So mankind has become like God — but in a mirror-image kind of way. They are like God, but now also like God’s opposite. They still contain God’s image! — but now they are no longer in God’s family. They have voted to leave. They have cheated on their Father.

So God goes on: “He must not be allowed to reach out his hand and take also from the tree of life and eat, and live forever.”

And while this sounds like a curse — and it is, this is a terrible thing! — it is also a protective blessing. Because the man and his wife are now “like opposite” to God. Now, instead of seeing how much like God they are, and how much like each other they are, now their eyes have been opened and all they can see are the differences between them.

And this realization has resulted in shame and misery. It has broken their relationship with each other, with God, and with the earth. As God told the woman, “From now on, only through painful toil will you bring forth life from your husband.” And as he told the man, “From now on, only through painful toil will you bring forth life from the earth.”

That is bad enough! But now, imagine this: what if they had to live this life of painful toil forever…!

What a hellish torment: to work and work and never die!

That would truly be a curse.

But even though the children have rejected the Father, the Father still loves these children.

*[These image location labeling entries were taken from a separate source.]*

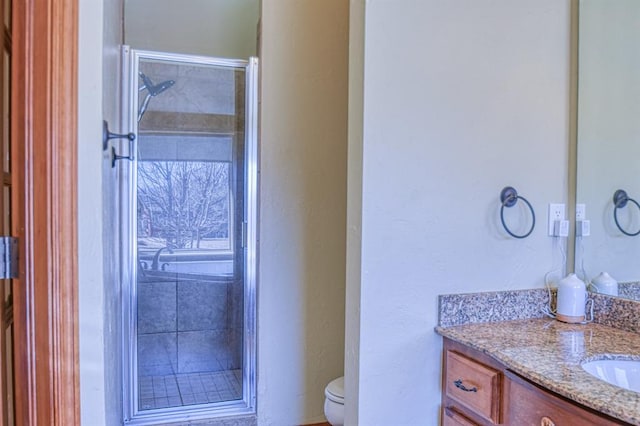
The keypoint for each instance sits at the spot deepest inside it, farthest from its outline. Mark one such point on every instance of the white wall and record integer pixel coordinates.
(461, 98)
(302, 207)
(90, 249)
(608, 129)
(222, 28)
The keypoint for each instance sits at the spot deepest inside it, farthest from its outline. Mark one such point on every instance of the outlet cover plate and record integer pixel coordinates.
(556, 212)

They have brought a cursed existence upon themselves. Now their Father wants to make sure they don’t make that cursed existence eternal by eating the fruit of life and living forever!

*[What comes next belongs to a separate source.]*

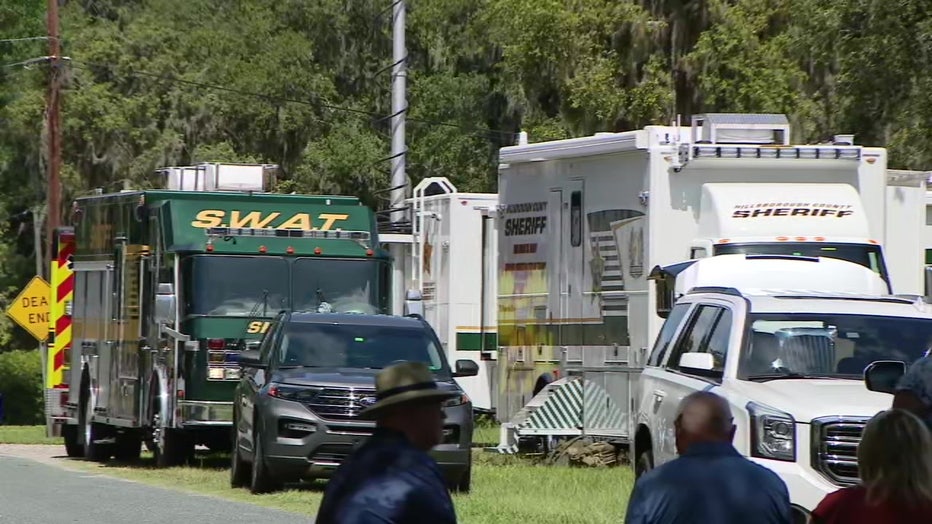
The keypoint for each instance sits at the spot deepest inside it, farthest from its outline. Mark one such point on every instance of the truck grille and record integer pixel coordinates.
(835, 448)
(341, 403)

So he is going to protect them from that fate by physically removing them from that temptation:

[23] So the Lord God banished him from the Garden of Eden to work the ground from which he had been taken.

This is the moment God hinted at last week when he told the man that, from now on, he would be eating the plants of the field instead of the fruit of the garden. For ancient people, a garden is safe behind walls, but a field is in the open, unprotected.

So there is a painful irony to this moment also: in order to protect the man and his wife from living forever outside the garden, God has to remove them from the protection of the garden. He has to remove them from the blessing of the garden so that they can experience the curse of death.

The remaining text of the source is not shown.